La Redaction | lementor.net
Deux semaines après les attaques les plus graves que le Mali ait connues depuis 2012, la réponse de Moscou est arrivée par les airs. Un avion cargo transportant au moins 100 militaires russes et du matériel de guerre a atterri à l’aéroport international de Bamako cette semaine, selon un journaliste local dont le témoignage a été relayé par plusieurs médias suivant le conflit. Ce renfort d’Africa Corps, confirmé par des sources concordantes, intervient après le retrait négocié des mercenaires russes de Kidal le 26 avril et la mort du général Sadio Camara, principal architecte du partenariat russo-malien.

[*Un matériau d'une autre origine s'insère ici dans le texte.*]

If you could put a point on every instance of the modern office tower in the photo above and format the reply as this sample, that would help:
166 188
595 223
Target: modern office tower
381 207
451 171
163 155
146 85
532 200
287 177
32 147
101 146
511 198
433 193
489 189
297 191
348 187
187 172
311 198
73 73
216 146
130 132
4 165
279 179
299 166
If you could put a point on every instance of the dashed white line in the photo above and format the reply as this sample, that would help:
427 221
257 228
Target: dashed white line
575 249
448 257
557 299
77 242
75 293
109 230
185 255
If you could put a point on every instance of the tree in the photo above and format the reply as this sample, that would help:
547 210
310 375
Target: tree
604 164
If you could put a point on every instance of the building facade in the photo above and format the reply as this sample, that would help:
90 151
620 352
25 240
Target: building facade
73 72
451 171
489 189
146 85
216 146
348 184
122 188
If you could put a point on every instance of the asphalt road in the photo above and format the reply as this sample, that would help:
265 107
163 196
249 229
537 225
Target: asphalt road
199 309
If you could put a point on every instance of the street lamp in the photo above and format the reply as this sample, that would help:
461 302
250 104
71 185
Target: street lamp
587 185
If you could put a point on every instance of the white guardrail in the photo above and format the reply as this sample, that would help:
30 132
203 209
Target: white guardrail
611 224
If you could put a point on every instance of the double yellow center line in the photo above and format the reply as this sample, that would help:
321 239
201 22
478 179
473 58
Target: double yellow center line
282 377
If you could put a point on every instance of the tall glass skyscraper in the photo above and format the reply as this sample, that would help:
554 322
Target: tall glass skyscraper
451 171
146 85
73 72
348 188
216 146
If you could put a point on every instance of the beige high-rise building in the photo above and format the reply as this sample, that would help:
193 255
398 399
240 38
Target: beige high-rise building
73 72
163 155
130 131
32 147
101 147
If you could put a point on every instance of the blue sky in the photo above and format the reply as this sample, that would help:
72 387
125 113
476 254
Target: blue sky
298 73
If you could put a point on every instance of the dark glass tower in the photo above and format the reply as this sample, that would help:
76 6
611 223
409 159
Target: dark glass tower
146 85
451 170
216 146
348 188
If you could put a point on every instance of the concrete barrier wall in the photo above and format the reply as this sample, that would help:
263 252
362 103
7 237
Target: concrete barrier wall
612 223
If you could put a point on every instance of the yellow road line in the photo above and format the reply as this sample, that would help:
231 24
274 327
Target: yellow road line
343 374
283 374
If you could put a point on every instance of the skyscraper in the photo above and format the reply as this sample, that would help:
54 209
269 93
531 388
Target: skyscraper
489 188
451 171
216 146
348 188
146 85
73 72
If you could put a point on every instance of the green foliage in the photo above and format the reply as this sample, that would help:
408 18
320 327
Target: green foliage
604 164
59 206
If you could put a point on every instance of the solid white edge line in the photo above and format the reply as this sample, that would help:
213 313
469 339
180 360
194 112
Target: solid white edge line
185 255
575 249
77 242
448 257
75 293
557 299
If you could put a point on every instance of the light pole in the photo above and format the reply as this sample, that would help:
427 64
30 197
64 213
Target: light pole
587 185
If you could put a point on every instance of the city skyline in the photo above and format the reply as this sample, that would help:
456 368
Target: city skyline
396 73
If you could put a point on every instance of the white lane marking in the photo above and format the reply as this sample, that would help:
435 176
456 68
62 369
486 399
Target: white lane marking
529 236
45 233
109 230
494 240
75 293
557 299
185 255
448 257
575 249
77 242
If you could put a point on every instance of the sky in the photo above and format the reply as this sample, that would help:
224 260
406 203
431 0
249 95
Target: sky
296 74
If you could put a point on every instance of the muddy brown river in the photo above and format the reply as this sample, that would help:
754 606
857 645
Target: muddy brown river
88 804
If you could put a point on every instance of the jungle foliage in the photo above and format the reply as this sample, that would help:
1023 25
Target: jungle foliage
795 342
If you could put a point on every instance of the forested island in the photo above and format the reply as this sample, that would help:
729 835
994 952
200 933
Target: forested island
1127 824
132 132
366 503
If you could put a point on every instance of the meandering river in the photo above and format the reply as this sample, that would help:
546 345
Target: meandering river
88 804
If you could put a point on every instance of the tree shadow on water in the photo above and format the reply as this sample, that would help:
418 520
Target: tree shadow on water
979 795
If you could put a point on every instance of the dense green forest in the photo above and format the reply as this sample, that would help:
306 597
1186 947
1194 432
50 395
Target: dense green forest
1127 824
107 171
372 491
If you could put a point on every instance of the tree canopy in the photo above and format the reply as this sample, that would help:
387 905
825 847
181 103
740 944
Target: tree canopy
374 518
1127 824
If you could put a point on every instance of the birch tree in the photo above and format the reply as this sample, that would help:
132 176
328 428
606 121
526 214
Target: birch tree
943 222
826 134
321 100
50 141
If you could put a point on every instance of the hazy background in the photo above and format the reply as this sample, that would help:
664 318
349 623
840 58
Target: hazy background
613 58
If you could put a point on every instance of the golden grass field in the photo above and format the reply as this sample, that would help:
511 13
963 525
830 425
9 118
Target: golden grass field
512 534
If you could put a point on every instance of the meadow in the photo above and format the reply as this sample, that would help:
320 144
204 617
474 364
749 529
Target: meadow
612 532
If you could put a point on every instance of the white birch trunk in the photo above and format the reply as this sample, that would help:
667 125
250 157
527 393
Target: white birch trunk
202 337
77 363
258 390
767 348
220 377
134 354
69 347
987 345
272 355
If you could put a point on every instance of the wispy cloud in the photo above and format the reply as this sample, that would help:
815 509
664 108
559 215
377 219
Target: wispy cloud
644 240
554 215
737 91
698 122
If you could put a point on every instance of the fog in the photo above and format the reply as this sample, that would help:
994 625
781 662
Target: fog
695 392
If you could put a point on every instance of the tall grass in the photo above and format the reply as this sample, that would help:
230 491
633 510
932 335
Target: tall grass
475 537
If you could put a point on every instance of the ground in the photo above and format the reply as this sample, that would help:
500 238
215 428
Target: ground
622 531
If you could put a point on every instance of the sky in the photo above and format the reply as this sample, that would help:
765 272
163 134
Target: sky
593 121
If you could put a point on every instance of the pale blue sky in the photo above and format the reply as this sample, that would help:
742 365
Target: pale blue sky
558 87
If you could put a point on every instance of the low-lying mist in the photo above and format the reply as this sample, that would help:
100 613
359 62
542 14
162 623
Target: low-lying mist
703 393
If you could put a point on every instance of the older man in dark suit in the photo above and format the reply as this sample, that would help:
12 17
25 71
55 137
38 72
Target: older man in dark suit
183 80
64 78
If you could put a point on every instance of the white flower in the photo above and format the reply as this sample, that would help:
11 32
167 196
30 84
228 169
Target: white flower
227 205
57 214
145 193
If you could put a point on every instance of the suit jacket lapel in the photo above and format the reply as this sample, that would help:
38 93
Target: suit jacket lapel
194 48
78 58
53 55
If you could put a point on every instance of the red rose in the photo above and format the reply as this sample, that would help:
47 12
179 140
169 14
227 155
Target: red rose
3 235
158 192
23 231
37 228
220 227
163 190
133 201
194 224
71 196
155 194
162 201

Ce déploiement dit plusieurs choses simultanément. La première est que Moscou n’a pas l’intention d’abandonner sa position malienne malgré les revers militaires. Perdre Kidal, voir son hélicoptère Mi-8 abattu à Wabaria, négocier une sortie sous escorte du FLA : tout cela constitue un camouflet opérationnel pour Africa Corps. Mais du point de vue stratégique russe, le Mali reste un actif précieux, une présence militaire sur le sol africain, un accès aux ressources minières du Sahel et une plateforme d’influence dans une région que la France est en train de quitter. Abandonner maintenant, après avoir investi plusieurs centaines de millions de dollars et subi des pertes humaines, ne fait pas partie du calcul de Moscou.
La deuxième chose que ce renfort dit, c’est l’état de la junte malienne. Assimi Goïta, qui a pris personnellement en charge le portefeuille de la Défense après la mort de Camara, a besoin de ses alliés russes plus que jamais. Son apparition publique le 28 avril, après trois jours de silence, n’a pas suffi à restaurer la confiance. La tentative d’attentat contre sa résidence à Kati, dont le plan a été déjoué de justesse selon des sources sécuritaires maliennes, a démontré que les assaillants voulaient la décapitation totale du régime. Goïta gouverne depuis une position de fragilité qu’il ne peut pas se permettre d’afficher publiquement, et le renfort russe lui donne la réassurance militaire dont il a besoin pour tenir dans les prochaines semaines.
La troisième dimension de ce renfort est géopolitique. Le chef de la diplomatie malienne Abdoulaye Diop a déclaré ce jeudi que Bamako exclut tout dialogue avec les groupes terroristes et a salué le rôle de la Russie dans la lutte commune contre le terrorisme aux côtés de l’Alliance des États du Sahel. Dans le même discours, il a évoqué des sponsors étatiques du terrorisme sans les nommer explicitement, une formule qui dans le contexte actuel vise au moins deux pays : la Côte d’Ivoire, mise en cause pour les camions d’explosifs traversant sa frontière nord, et l’Ukraine, dont un écusson de renseignement militaire aurait été retrouvé sur un combattant du JNIM tué, selon des sources pro-russes dont lementor.net rappelle qu’elles doivent être traitées avec précaution.
Ce que le retour des Russes ne résout pas, c’est la question stratégique fondamentale. Kidal, Tessalit, Aguel’hoc, Gao, Mopti, Sévaré : ces villes ont été prises, certaines reprises partiellement, mais la capacité du JNIM et du FLA à frapper simultanément sur six fronts le 25 avril a démontré une montée en puissance opérationnelle que 100 soldats supplémentaires ne peuvent pas neutraliser structurellement. L’armée malienne a besoin de réformes profondes, d’une doctrine adaptée à la guerre asymétrique, d’un renseignement humain capable de pénétrer les réseaux jihadistes et d’une légitimité populaire que cinq ans de gouvernance militaire ont considérablement érodée.
Africa Corps peut retarder l’effondrement. Il ne peut pas construire la paix.